The liberating gospel of grace may have been lost for fifteen hundred years–golly, it sure got misplaced early on, didn’t it?–but Martin Luther finally unearthed the message of grace and salvation after centuries of corruption, irreligion, and idolatry. Just as Paul had to fight against the works-righteousness of second-Temple Judaism, so Luther fought against the pernicious Pharisaism of medieval Catholicism. But now non-Roman scholars like E. P. Sanders, James D. G. Dunn, Jacob Neusner, Krister Stendahl, and N. T. Wright, tell us that that this portrayal of Judaism is pure caricature, a projection into the first century of 16th century polemics. Moreoever, it looks like Saul of Tarsus did not suffer from episodic depression, a poor self-image, and bouts of self-hatred. His concern was the inclusion of the Gentiles into Israel apart from submission to Torah. With the advent of this new perspective we can no longer identify Luther’s understanding of justification with the understanding of the New Testament.

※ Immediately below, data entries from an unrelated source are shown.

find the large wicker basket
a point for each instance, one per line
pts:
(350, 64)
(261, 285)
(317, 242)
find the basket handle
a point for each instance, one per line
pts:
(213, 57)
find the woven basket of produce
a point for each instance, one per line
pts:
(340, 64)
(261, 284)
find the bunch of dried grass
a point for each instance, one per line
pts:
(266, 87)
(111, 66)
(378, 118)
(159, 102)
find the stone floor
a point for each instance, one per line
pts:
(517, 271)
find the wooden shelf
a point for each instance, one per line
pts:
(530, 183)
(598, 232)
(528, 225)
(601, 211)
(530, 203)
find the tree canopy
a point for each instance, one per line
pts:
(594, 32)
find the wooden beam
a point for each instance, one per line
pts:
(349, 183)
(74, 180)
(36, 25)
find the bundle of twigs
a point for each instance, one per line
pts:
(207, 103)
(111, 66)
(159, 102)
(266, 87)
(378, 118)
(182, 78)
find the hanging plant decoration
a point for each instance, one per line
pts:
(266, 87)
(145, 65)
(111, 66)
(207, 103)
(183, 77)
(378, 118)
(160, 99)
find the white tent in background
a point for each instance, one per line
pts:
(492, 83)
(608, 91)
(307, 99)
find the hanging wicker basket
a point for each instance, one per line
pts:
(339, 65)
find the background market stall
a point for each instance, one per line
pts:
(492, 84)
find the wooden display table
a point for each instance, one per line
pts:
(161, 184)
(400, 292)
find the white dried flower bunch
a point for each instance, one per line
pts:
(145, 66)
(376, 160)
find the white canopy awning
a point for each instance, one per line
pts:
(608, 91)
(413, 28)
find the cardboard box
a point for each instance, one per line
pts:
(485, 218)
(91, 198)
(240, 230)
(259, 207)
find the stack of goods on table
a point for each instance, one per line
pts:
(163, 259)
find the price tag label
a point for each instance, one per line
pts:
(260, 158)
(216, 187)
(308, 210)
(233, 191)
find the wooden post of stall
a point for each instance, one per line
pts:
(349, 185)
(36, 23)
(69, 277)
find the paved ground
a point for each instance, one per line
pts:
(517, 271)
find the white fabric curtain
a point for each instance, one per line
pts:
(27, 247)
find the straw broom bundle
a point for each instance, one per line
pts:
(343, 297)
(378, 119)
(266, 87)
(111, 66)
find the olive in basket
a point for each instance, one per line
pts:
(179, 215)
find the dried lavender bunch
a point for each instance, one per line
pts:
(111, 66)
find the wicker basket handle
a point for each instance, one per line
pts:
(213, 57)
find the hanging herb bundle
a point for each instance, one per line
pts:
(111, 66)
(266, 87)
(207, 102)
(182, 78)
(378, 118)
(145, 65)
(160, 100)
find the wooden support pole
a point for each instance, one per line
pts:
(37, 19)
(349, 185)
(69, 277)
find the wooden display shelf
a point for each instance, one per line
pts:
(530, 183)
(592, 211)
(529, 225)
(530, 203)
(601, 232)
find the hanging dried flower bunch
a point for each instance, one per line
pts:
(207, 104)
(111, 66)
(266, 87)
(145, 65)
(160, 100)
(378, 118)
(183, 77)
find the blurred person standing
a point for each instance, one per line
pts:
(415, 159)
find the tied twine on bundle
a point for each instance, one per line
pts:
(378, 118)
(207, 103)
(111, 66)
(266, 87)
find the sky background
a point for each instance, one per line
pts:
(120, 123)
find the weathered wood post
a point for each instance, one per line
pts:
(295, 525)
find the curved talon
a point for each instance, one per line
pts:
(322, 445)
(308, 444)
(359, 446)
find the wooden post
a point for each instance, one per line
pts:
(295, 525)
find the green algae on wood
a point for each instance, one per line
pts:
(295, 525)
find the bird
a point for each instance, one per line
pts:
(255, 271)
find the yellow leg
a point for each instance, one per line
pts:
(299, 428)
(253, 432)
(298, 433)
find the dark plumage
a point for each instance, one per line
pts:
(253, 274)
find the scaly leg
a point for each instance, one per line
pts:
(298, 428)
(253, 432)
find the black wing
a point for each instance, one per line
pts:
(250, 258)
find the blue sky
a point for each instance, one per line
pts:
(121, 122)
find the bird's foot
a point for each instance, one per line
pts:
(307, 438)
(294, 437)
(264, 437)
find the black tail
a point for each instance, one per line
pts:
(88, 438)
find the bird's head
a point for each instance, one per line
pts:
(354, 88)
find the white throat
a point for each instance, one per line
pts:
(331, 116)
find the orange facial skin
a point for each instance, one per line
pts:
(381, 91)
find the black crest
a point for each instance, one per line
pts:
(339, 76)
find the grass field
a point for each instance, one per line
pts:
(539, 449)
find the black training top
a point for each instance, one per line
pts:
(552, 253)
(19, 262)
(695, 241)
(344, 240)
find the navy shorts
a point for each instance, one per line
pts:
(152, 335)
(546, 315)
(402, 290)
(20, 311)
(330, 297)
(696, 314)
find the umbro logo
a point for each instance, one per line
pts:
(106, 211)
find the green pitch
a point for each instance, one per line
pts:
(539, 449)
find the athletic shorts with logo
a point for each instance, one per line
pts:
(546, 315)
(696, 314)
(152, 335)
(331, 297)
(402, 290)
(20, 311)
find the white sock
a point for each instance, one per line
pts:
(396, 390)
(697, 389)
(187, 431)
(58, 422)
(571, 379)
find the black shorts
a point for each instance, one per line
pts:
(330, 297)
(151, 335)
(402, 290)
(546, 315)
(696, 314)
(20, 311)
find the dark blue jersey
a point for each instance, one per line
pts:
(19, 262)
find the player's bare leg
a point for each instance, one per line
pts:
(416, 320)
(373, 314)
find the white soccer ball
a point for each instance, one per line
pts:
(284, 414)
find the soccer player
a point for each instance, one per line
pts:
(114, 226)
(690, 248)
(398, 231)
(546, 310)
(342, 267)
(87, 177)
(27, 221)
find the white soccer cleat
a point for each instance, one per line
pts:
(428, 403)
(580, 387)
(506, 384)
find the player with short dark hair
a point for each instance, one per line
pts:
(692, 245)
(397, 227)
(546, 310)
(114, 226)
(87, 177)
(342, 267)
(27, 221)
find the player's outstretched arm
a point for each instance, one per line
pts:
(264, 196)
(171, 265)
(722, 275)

Luther & Melancthon’s interpretation of St Paul and their specific theological proposals were new! They broke with fifteen hundred years of exegetical and theological tradition. It was therefore wrong for them to insist upon their formulations to the point of fracturing the Church. Those who advance theological novelties should be a bit more humble and patient, don’t you think?

There is so much misunderstanding about justification by faith. If Protestants think that either Catholicism and Orthodoxy (at their best) teach that sinners may rely upon their works for final salvation, they are wrong. Both traditions embrace the sola gratia. Both teach the baptized to rely ultimately, not upon their own works and strivings, but upon the mercy and grace and love of God, freely given in the sacramental and ascetical life of the Church.